Place of Birth: Barnoldswick, Yorkshire

Service No: 40749

Rank: Private

Regiment / Corps / Service: Northumberland Fusiliers

Battalion / Unit: 23rd (Service) Battalion. (4th Tyneside Scottish)

Division: 34th Division

Age: 26

Date of Death: 1917-02-11

Awards: ---

CWGC Grave / Memorial Reference: Panel 2.

CWGC Cemetery: ---

CWGC Memorial: PLOEGSTEERT MEMORIAL

Non-CWGC Burial: ---

Local War Memorial: BARNOLDSWICK, YORKSHIRE

Additional Information:

David Walling was the son of Francis and Hannah Fawcett Walling, née Collins and brother of Private James Walling (29963) (q.v.). Their father Francis was born at Preston Patrick, Westmorland and mother, Hannah, at Darlington, Co. Durham.

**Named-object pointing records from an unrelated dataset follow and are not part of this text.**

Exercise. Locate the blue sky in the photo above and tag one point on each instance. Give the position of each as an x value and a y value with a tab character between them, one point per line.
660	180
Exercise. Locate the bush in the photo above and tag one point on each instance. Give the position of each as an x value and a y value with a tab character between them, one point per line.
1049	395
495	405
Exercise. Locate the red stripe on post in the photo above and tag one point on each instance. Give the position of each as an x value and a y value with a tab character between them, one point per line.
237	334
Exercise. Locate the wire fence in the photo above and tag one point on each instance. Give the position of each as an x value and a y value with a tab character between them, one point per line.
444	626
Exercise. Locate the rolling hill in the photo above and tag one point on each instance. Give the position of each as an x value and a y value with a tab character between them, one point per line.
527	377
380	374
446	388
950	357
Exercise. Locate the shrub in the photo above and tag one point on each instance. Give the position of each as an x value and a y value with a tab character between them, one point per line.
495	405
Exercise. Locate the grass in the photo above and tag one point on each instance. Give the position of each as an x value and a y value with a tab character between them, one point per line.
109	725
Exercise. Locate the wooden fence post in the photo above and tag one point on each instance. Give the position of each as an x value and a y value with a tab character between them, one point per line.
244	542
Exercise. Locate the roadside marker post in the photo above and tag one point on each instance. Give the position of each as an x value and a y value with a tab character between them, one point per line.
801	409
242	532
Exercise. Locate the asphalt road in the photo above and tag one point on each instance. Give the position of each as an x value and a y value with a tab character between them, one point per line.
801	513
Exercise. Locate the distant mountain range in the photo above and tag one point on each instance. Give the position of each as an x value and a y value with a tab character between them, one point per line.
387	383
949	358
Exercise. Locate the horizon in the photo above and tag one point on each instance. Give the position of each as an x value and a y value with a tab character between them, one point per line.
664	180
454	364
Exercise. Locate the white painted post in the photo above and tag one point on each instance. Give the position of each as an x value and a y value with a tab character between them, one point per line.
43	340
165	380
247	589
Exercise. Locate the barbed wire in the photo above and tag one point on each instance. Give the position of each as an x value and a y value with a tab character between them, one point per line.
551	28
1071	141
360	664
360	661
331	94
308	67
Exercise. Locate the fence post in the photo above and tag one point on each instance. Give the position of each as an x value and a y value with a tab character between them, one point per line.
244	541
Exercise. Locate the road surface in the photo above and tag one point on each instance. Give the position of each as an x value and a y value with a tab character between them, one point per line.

1901 Barnoldswick, Yorkshire Census: East Hill Street - David Walling, aged 9 years, born Barnoldswick, son of Francis and Hannah F. Walling.

1911 Barnoldswick, Yorkshire Census: 16, Ash Grove Terrace - David Walling, aged 19 years, born Barnoldswick, son of Francis and Hannah Walling.

David was married to Bertha Sheldrick in 1915.

British Army WW1 Medal Rolls Index Cards: Pte David Walling, 39530, West Riding Regiment & 40749, Northumberland Fusiliers.

British Army WW1 Medal and Award Rolls: Pte David Walling, 39530, 9th W. Rid. R. att/23rd Northd Fus, 40749. Died.

Army Registers of Soldiers' Effects: Pte David Walling, 40749, 23rd Bn Northd Fus. Date and Place of Death: 11.2.17 France. Officially accepted. To whom Authorised: Widow and sole legatee - Bertha. Amount Authorised: £6 5s. 6d.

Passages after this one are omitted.